Something you may want to look into is a tiller. You have to run them slower than the harrows but they make pretty dirt.


----------



## grouper throat

Occassionally you will find a good quality set at farm auctions. Brown makes a good set. I like the heavier duty tuflines too.

You can cross-cut and heavily offset the harrows and get alot more of that bermuda. I use to have to deal with patches of it alot in my fields. If nothing else, gas it with the offset and throw a layer of soil over it lol


----------



## Crakajak

Ihunt said:


> Something you may want to look into is a tiller. You have to run them slower than the harrows but they make pretty dirt.



This is what i did.


----------



## 7mmMag

I use a howsk scalloped 16 disc behind 30 horse 4x4 new holland. It will tear up anything I drag it across. Best money I have ever spent on a plow.


----------



## DEERSLAYERJOHN

chefrific said:


> What is the issue(s) with Mahindra?



 x2


----------



## sea trout

Thanks very much for the info everyone!!!!!!!
Sounds like there's some good brands of box harrows out there....i'll try to find them!

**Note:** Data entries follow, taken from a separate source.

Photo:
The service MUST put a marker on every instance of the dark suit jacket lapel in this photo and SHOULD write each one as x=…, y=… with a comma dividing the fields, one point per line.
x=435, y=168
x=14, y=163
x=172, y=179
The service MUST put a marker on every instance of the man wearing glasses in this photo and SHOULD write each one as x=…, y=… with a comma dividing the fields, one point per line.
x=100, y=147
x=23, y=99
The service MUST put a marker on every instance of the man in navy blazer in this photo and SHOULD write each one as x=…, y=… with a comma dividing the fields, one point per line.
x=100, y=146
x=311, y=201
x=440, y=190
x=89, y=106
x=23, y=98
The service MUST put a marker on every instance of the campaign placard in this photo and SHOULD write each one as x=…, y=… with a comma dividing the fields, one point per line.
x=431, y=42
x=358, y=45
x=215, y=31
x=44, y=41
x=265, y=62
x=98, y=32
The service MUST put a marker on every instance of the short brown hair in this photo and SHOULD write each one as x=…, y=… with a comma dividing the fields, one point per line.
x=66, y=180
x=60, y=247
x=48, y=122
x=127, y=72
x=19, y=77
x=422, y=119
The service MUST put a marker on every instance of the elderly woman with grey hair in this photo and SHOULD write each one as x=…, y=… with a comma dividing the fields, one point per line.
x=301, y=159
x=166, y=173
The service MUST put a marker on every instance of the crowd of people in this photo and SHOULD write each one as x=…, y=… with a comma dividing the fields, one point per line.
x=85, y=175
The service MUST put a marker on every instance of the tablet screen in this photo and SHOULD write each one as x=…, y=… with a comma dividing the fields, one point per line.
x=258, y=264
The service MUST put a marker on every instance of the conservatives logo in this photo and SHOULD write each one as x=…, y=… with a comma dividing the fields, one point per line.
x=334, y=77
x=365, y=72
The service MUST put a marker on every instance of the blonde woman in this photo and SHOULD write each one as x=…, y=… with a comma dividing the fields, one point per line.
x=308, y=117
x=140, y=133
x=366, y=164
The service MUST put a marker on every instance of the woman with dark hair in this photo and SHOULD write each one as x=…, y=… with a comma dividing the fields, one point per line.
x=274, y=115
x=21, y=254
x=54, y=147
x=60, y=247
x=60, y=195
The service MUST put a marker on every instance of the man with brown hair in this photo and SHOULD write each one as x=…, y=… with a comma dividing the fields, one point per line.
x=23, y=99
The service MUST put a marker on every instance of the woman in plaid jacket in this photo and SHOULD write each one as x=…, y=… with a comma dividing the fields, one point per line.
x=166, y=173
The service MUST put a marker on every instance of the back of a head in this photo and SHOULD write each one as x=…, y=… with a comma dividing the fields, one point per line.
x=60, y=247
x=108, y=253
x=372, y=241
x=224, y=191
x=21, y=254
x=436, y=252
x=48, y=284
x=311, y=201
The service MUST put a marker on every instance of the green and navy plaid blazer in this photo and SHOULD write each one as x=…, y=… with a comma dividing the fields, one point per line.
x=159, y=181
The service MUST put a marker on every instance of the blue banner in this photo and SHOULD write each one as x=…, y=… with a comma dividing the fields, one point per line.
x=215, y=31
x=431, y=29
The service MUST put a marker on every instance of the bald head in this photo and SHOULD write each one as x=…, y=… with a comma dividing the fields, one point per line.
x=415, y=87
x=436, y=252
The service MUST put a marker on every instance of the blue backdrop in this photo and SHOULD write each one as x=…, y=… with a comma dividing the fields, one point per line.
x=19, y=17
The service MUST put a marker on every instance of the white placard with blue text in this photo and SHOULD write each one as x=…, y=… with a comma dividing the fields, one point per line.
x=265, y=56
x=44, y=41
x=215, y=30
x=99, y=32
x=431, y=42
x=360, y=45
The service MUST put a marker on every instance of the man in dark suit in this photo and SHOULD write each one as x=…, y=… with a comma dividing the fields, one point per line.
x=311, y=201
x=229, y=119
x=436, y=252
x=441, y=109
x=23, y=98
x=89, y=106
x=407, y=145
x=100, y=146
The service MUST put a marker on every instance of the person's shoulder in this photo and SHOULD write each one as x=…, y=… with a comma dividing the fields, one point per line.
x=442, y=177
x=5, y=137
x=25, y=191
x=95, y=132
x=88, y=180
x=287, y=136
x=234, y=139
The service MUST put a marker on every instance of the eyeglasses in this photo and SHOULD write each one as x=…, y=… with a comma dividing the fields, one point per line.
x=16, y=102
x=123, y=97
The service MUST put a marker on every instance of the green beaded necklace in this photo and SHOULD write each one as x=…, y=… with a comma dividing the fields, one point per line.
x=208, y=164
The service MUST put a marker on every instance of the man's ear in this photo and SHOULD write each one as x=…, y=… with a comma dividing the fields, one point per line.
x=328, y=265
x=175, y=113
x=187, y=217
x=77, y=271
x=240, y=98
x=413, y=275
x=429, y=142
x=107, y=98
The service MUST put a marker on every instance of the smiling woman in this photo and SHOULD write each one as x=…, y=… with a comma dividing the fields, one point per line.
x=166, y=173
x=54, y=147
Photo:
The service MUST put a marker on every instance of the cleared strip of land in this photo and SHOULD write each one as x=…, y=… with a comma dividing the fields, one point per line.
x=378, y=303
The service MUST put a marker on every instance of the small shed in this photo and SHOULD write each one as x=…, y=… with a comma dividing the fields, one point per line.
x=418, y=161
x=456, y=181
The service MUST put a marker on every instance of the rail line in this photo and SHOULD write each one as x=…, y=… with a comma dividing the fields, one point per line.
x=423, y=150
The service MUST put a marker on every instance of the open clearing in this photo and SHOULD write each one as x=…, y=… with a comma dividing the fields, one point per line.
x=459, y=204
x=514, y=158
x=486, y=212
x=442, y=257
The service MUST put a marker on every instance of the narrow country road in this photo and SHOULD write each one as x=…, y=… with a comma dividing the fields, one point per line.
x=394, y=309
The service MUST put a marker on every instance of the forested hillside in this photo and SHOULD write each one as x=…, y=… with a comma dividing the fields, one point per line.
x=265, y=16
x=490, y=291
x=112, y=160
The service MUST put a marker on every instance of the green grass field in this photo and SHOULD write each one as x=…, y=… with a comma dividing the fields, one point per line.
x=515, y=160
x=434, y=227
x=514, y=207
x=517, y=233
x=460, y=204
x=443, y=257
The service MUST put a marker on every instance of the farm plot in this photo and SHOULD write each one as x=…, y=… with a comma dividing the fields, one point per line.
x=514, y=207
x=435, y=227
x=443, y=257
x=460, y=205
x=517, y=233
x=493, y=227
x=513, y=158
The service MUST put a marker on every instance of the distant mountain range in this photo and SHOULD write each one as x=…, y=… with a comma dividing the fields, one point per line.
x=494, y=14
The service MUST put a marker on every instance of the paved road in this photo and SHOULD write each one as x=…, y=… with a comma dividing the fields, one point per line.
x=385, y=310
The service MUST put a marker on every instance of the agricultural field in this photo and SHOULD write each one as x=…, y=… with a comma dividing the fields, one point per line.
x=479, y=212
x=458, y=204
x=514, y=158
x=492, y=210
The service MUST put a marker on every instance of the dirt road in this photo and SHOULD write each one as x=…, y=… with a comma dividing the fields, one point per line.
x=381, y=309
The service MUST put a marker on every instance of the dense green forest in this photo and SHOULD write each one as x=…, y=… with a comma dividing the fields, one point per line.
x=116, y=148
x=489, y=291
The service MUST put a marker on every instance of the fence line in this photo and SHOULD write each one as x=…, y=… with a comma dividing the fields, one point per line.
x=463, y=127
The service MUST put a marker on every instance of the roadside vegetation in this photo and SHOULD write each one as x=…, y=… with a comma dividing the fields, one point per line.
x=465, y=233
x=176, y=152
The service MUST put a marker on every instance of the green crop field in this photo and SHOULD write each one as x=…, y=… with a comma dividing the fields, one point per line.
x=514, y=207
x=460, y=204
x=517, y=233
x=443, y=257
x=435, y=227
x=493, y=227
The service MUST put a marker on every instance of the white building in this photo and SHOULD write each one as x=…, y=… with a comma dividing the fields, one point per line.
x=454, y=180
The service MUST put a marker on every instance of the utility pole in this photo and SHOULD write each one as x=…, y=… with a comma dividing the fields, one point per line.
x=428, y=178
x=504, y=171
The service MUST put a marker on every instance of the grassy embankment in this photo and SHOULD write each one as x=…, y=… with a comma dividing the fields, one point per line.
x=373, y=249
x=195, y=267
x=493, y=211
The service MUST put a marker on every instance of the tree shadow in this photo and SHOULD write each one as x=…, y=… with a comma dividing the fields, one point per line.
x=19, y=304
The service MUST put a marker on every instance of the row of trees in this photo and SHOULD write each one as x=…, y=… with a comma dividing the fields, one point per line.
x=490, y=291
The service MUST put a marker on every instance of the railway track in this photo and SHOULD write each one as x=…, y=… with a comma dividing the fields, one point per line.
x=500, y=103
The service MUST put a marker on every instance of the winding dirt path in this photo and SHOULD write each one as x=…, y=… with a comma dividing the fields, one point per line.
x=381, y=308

So, the 37 horse Kubota 4x4 we have the fortunate luxury of borrowing sometimes has no problem pulling the 5 ft box harrows that we are also so fortunate to borrow at times.
The cutting disk on the harrows are angled aggressive and the 37 horse tractor pulls them at 2900 to 3000 rpm's very easily, with no strain. (in my not very experienced thinking that's what it appears)

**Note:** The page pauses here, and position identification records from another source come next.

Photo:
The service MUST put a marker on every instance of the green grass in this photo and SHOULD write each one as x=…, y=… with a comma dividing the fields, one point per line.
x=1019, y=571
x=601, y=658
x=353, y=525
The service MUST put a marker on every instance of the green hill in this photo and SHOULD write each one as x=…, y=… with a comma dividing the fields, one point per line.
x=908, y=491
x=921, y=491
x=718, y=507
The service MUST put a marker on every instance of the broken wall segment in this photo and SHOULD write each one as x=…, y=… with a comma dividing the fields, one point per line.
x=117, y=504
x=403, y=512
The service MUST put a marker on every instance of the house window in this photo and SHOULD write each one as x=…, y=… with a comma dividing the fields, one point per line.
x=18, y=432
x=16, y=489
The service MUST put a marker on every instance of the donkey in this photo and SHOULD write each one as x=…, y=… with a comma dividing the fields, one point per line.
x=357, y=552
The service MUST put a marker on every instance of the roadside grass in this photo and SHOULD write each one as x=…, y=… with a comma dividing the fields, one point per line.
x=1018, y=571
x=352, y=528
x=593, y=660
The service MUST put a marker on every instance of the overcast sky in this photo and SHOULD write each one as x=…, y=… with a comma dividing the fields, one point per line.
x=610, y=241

So how much difference would 6 ft harrows make on a tractor that size??
The tractors I'll be choosing from this fall is a used john deere 1070 4x4 with 39hp. That's my first choice but I won't know if it's avail until sept. ( my customer has it, and if a land deal goes through for him in sept he's gonna get a bigger cab tractor)
If I cant get his my next choice would be a new Kubota L3800 or a used Kubota L4400.
How would these tractors fair with 6ft box harrows compared to 5ft?
Or would it be best to stay with 5 for any other reason?

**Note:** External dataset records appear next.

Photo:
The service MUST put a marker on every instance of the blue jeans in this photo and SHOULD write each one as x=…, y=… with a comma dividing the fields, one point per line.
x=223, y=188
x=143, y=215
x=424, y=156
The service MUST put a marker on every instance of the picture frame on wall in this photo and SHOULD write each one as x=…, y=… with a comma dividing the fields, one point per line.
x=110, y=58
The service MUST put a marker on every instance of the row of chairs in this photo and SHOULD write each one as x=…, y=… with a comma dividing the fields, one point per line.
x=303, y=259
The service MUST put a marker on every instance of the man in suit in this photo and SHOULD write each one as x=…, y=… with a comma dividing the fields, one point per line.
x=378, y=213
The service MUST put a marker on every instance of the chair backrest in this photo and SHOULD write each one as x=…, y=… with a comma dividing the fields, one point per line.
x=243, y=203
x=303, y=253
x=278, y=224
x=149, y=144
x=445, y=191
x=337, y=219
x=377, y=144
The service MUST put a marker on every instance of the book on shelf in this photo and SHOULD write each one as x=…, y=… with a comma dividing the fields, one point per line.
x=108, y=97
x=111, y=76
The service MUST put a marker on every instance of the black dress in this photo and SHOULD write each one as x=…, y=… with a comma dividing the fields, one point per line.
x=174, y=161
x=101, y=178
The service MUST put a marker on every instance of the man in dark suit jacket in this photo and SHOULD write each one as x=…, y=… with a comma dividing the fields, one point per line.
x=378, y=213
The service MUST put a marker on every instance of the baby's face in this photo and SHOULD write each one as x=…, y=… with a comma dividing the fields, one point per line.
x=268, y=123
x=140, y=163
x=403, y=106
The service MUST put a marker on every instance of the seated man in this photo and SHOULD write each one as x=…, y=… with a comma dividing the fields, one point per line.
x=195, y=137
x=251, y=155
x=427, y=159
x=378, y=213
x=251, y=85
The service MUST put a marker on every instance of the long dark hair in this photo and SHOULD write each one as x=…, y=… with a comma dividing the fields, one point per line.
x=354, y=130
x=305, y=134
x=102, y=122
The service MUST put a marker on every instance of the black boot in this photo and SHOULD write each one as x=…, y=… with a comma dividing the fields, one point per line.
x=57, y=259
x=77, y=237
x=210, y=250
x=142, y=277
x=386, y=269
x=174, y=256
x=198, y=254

Thanks for all the help!!!

And yes, one of the tractors we occasionally get to work on the club is a Mahindra, It works like a amazing tank!!!
Problem with them, (according to it's owners) is shops and mechanics.


----------



## grouper throat

Look at the difference in total weight of the harrows for a comparison. A set of 6' harrows can range alot like 800-1900 lbs.


----------



## mbrowland

With that horsepower you can use a 5 or 6 foot disc.    I currently have a Kubota GL3940 and use a 600 lb disc made by dirt dawg.   I got this from Mason tractor.    Do as Forest Gump suggested and spray Gly 4, the let sit for 2 weeks to disc.


----------



## papachaz

one thing to remember about tractors too is the tractor weight. heavier pulls implements better. go watch the everythingimplements video on pulling plows, he says in that video he'd do better pulling that double bottom plow with an 8n than with the lightweight new kubota with the hybrid ag tires he's using. 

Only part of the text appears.